How can I use this tool in class?
a. Students should each spend 10-15 minutes reading through various essay plans. Particularly convincing essay plans should be COPIED and PASTED into a Word Processor.
b. Then, students spend a further 5 minutes settling upon their favourite essay plan. The others should be deleted.
c. Students then take it in turns to draw up their essay plan as a flowchart on the whiteboard. The class should discuss and compare the approaches.
What are its limitations?
The tool is very good at showing how factors can be linked in a myriad of ways - but it can only ever be a starting point. How these points are developed, explained and expanded with evidence and historiography is down to the individual student.
How does it work?
The computer shuffles the various factors as a pack. It then deals out the first two and connects them using a database of possible links. It then takes the third factor and connects it to one of the previous two. It then takes the fourth and connects it to one of the existing three, and so on. Then, the computer re-orders the linkage into the most logical and fluent format and presents you with an essay plan!

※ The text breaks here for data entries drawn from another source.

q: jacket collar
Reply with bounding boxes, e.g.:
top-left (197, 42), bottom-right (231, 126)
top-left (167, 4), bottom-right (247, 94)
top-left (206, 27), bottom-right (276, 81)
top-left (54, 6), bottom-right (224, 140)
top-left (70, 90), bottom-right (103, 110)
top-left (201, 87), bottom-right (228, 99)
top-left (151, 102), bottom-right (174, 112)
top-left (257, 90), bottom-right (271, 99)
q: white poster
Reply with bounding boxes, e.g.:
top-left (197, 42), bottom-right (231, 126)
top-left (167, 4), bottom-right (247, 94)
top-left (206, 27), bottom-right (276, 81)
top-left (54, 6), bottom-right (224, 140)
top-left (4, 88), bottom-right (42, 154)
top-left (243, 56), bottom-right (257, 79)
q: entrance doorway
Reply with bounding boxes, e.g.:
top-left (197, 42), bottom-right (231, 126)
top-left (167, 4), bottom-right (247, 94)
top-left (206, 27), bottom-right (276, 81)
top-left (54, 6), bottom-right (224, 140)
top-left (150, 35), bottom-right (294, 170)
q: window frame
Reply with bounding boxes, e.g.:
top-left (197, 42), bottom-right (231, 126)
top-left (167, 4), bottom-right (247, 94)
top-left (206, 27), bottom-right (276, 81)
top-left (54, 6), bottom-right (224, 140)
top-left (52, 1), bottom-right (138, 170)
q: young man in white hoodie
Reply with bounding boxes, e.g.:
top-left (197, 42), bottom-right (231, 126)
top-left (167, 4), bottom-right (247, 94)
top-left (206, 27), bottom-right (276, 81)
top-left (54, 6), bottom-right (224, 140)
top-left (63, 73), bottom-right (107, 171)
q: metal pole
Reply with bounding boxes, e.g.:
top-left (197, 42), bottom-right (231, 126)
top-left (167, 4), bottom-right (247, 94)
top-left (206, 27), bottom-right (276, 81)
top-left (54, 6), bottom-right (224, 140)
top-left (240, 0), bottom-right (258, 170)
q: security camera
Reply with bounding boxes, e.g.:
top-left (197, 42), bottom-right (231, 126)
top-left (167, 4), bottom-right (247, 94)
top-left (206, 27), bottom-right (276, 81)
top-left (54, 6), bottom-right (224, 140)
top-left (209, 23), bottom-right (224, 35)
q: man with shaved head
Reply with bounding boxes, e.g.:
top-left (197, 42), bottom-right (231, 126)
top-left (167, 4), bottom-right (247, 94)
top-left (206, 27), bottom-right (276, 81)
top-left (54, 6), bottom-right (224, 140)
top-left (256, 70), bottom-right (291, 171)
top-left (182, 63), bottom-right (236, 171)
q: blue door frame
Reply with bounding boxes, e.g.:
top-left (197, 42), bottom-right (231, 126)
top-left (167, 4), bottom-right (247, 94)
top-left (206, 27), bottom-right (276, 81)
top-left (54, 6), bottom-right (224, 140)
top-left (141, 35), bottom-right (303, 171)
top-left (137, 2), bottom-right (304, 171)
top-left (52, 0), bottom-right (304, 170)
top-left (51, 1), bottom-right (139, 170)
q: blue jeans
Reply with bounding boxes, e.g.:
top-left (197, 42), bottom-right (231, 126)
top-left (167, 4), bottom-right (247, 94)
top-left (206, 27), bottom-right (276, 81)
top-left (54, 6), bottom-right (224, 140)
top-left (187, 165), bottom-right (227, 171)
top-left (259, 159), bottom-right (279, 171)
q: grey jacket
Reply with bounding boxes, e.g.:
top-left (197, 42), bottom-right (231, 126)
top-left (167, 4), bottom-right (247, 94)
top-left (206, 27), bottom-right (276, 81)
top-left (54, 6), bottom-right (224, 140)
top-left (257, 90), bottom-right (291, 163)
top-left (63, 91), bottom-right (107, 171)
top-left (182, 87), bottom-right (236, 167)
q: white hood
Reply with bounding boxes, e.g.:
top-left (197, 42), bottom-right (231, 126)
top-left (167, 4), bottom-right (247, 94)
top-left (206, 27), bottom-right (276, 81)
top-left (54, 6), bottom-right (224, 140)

Why is the character called "AJP Sailor"?
AJP Taylor was a famous historian famous for turning many "accepted" theories on their head (and, as a result, my favourite historian!). He was infuriating, engaging and puzzling by turns: but he could always be relied upon to come up with an original idea and an arresting argument. It's his flexibility of thought and openness to new ideas which made him an ideal role-model for this particular activity!